Other officers testified to threats called in to yet more schools, including Arcata Elementary School, Pacific Union Middle School and Coastal Grove Charter School.
Arcata Police Officer Kasey Burke testified that on March 20, she responded to Arcata Elementary and found staff crouched behind a desk in the administration office with the lights off. The school’s secretary had answered a from a man who addressed her by her first name and said, “I’m going to kill you, arrogant bitch,” Burke said.
When a call came in to Pacific Union the next day, Burke responded to the scene and managed to speak with the caller. By this point, the Arcata Police Department had identified Jones as a suspect, and so when a school secretary answered a call and promptly handed the phone over to Burke, the officer engaged the caller in conversation while addressing him as “Daryl.”
“Did the person correct you [or] indicate that wasn’t their name?” Rees asked.
“No,” Burke replied.
During the phone conversation with Burke, the caller said he wanted to rape children. Burke testified that he told the caller this wasn’t a wise decision, but the caller reiterated his desire to rape children. When Burke asked him why, the caller said it was “because he was sad,” the officer testified. Under cross-examination from O’Connell, Burke said the caller also admitted to being depressed.
While school employees may have been scared by these calls, Burke said he wasn’t.
“I believe that Daryl, the person I was talking to, was doing this in a manner to get attention, and probably, likely, mental health stuff was going on with him,” Burke said.
While Burke was on the Pacific Union campus, employees and administrators recounted their own conversations with the subject. Principal Mathew Bigham reported that the caller had expressed his intent to rape children and said, “little boy or little girl, don’t matter.”
In a call to Coastal Grove, the caller again said he planned to shoot and rape children and told a secretary, “I’m gonna shoot you; I’ll be there in 30 seconds,” Burke testified.
Officer testimony extended through the afternoon on Monday and resumed this morning, with other Arcata police officers relaying information about threatening calls made to the Best Western in Valley West, Humboldt Brews downtown and Arcata High School. These calls, made in late February, included more threats to harm and kill.
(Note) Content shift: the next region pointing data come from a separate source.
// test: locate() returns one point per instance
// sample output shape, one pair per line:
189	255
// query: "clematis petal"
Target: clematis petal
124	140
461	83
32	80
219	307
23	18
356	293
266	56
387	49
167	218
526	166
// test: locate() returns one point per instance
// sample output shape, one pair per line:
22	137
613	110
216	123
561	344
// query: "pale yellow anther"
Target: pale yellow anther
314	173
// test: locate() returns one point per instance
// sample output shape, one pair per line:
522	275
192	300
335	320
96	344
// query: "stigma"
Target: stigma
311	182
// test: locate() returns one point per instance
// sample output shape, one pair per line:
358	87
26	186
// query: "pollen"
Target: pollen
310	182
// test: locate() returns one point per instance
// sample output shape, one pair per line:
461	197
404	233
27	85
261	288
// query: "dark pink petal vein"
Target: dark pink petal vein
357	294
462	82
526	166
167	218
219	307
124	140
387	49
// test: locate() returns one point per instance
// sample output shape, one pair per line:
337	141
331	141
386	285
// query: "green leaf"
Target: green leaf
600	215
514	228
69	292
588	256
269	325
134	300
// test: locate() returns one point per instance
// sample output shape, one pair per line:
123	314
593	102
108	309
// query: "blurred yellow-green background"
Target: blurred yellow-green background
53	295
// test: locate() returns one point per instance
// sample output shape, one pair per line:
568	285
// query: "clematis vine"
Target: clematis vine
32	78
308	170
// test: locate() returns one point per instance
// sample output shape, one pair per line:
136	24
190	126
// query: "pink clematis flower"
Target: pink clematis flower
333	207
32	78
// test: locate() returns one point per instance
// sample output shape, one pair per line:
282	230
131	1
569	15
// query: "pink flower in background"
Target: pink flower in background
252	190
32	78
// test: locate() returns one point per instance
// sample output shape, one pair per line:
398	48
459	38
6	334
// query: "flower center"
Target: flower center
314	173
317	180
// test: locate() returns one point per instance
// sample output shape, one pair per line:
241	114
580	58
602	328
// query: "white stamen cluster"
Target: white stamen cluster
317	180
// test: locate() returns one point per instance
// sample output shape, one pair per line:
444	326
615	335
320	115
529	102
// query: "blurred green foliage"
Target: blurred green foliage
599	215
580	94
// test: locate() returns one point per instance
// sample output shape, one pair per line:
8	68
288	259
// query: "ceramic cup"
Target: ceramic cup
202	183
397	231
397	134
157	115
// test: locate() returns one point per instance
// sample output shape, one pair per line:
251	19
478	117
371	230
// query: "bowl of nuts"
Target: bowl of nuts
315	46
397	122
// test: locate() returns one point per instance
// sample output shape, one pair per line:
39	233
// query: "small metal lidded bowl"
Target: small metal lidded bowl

Jones was arrested on March 21 of last year. Legal proceedings against him were delayed after Judge Kelly Neel expressed doubt about Jones’s ability to understand the charges against him and participate in his own defense. Jones was subsequently examined by local clinical psychologist Dr. Mark Lamers, and the preliminary hearing began in August.
The preliminary hearing is intended to lay the groundwork for a jury trial. But that hearing was itself delayed after just a day and a half of testimony when Rees admitted that he had failed to turn over some important court documents to the defense counsel, O’Connell. He cited a filing mistake.
The preliminary hearing is scheduled to continue tomorrow.